Федька съежился под ее
– Ничего, сейчас шубу постелим, – жена кузнеца начала развязывать опояску.
– Не надо, – слабо возразил Нечай, – не надо, испортишь же…
– Иди и молчи, – проворчал кузнец, – щас промокнём кровь-то.
На сани постелили две шубы – вторую скинула мать Федьки-пса. Федька же развернул лошадь так, чтобы Нечаю не пришлось обходить сани. Стенькины братья протолкнулись сквозь толпу с полотенцами в руках.
– Вот, в трактире взяли.
– Нам хозяин сам дал!
– Давай. На колени становись сюда, – велел кузнец, подведя Нечая к саням, – вот так.
Федькина мать на всякий случай одернула и еще раз расправила шубы, а Полева постелила на них рубаху Нечая. Жена кузнеца обошла его сзади, вытерла кровь с боков и с поясницы, и начала осторожно оборачивать полотенцами спину и плечи. Нечай напрягся и заскрипел зубами, но Полева с силой прижала его лицо к своей груди, чтоб он не выгибался, и, поглаживая по голове, зашептала прямо в ухо:
– Тихо, тихо. Все пройдет.
И тут Нечай не выдержал. Горло перехватило болезненным спазмом, он хотел проглотить комок, но тот застрял в глотке. Нечай мучительно закашлялся, не в силах глубоко вздохнуть, и слезы побежали из глаз на полушубок Полевы.
– Что? Больно? – она снова погладила его по голове.

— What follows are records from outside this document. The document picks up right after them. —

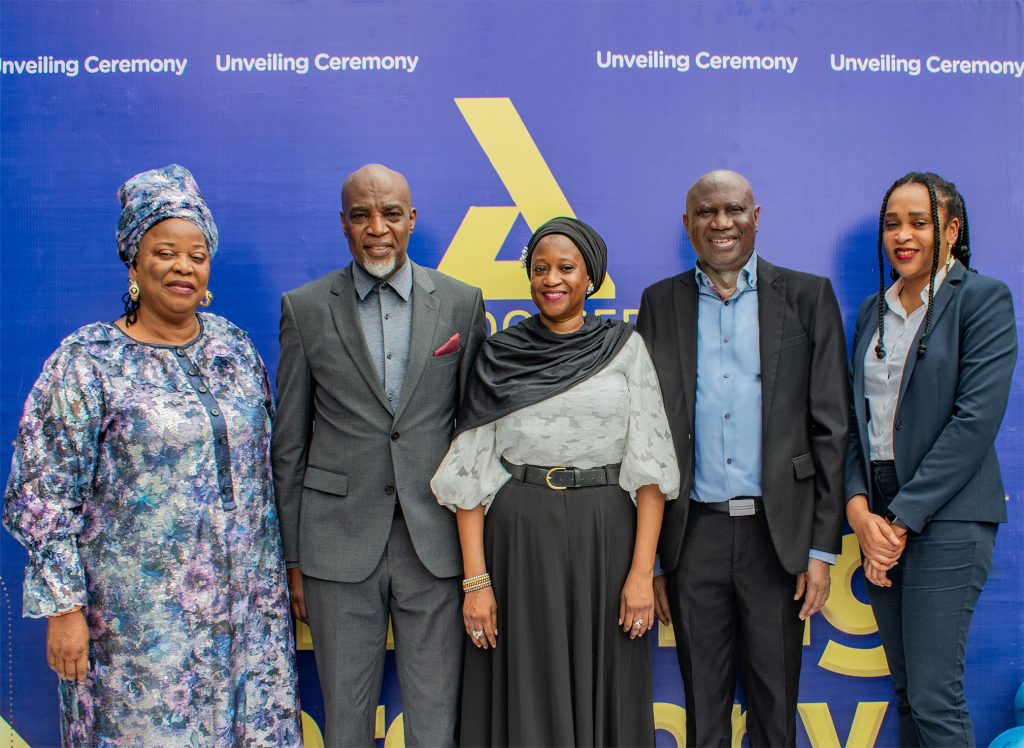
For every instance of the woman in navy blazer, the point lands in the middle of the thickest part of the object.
(931, 371)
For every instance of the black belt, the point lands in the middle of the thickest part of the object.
(561, 478)
(739, 506)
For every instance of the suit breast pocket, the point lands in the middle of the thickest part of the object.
(327, 482)
(794, 341)
(803, 466)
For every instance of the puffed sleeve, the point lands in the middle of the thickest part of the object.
(51, 476)
(649, 456)
(470, 474)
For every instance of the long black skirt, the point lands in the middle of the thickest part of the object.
(563, 673)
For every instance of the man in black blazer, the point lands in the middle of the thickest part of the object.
(374, 359)
(752, 364)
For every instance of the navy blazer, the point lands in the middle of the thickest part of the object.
(951, 402)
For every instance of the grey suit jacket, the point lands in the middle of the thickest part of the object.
(804, 413)
(950, 405)
(342, 455)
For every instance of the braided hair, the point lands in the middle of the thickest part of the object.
(131, 305)
(941, 194)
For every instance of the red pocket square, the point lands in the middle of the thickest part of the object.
(450, 346)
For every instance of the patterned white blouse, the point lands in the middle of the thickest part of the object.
(616, 415)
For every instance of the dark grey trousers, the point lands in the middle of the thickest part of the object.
(733, 613)
(924, 620)
(348, 623)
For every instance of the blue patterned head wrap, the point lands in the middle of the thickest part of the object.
(154, 196)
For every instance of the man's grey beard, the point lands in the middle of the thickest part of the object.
(380, 269)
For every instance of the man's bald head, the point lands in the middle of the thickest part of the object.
(374, 175)
(377, 216)
(721, 219)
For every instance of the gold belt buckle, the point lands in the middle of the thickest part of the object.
(547, 479)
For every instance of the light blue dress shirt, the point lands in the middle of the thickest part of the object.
(386, 318)
(727, 414)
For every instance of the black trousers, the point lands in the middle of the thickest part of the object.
(733, 612)
(924, 619)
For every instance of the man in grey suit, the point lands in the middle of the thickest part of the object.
(752, 361)
(373, 362)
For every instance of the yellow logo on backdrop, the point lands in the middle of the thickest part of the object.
(472, 255)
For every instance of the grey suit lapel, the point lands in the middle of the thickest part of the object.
(685, 307)
(940, 302)
(346, 320)
(859, 352)
(426, 309)
(771, 309)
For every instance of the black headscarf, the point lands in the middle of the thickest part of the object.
(589, 242)
(528, 363)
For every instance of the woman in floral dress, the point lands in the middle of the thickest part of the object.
(140, 488)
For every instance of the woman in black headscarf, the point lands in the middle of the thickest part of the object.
(561, 426)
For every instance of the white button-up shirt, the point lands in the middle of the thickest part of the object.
(883, 376)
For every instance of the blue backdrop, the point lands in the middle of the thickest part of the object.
(502, 115)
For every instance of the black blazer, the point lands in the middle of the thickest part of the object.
(342, 454)
(804, 413)
(951, 403)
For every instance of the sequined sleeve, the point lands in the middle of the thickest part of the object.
(51, 476)
(470, 474)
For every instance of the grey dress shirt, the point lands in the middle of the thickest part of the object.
(386, 318)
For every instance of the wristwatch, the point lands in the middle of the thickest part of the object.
(893, 520)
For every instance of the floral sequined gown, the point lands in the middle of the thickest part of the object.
(116, 493)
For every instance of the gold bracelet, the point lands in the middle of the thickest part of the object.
(76, 609)
(471, 584)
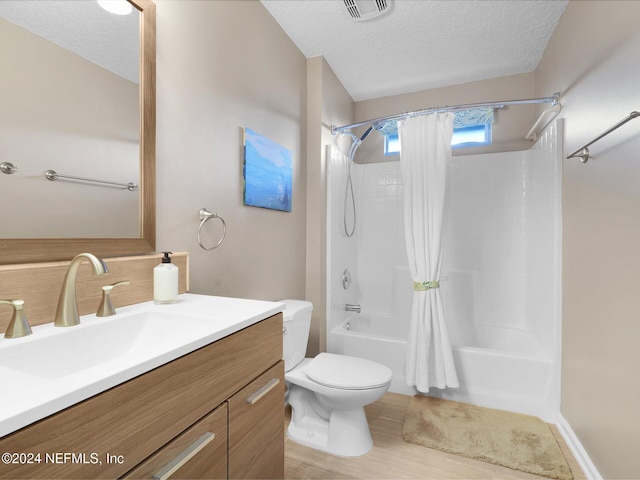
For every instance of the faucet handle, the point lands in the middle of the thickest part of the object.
(18, 327)
(105, 309)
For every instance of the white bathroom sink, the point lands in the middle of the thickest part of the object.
(56, 367)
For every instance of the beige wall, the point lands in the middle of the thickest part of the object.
(222, 66)
(509, 129)
(328, 104)
(593, 58)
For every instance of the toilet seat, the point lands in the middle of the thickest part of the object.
(347, 373)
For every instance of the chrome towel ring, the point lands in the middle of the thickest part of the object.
(204, 216)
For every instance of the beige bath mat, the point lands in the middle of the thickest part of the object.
(520, 442)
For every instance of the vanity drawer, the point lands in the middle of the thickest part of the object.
(133, 420)
(200, 452)
(256, 427)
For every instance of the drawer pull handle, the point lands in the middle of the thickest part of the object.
(263, 391)
(186, 455)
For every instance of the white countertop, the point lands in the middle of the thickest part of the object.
(55, 367)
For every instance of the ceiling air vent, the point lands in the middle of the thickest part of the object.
(360, 10)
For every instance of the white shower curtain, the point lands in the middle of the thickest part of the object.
(425, 152)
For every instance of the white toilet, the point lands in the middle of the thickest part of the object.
(328, 393)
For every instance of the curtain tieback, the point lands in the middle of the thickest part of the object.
(422, 286)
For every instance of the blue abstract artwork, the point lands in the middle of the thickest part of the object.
(267, 173)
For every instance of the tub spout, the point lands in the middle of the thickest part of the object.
(349, 307)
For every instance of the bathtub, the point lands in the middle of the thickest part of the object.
(512, 375)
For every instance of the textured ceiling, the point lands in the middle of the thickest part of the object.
(82, 27)
(421, 44)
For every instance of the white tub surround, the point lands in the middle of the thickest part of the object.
(500, 279)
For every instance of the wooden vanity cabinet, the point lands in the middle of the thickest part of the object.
(217, 412)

– Братишка, потерпи, – Мишата тронул его за руку, – потерпи еще немного.
– Да уж натерпелся, – вздохнула Федькина мать.
Нечай хотел сказать, что с ним все нормально, что ничего страшного нет, но не смог произнести ни слова.
– Мам, – высунулся откуда-то Гришка и дернул Полеву за рукав, – ты ему подуй. Когда дуешь, не так больно.
– Ой, детка, – Гришку оттащила Олена, – тут это не поможет.
Нечая медленно опустили на санки, и накрыли полушубком до пояса, закутали в шубы окоченевшие руки. От их жалости и заботы слезы бежали из глаз все сильней, и Нечай спрятал лицо в овчине. Кто-то из женщин накрыл ему спину легким и теплым пуховым платком.
– Трогай, – крикнул кузнец, отдавая жене свой полушубок.
Федька повел коня в поводу, потихоньку, стараясь не дергать сани. Рядом кто-то шмыгал носом и всхлипывал, и Нечай, приоткрыв один глаз, увидел Митяя. Гришка вел брата за руку, и тоже морщил нос, но держался.
– Надо шкуру содрать с овцы, и на спину приложить, еще теплую. Это помогает… – посоветовал Федькин отец, – я, когда в городе был, видел.
– Ерунда это! – возразил кузнец, – припарки с чистотелом хорошо.
– Да не поможет чистотел, – сказала Олена, – мятные припарки надо.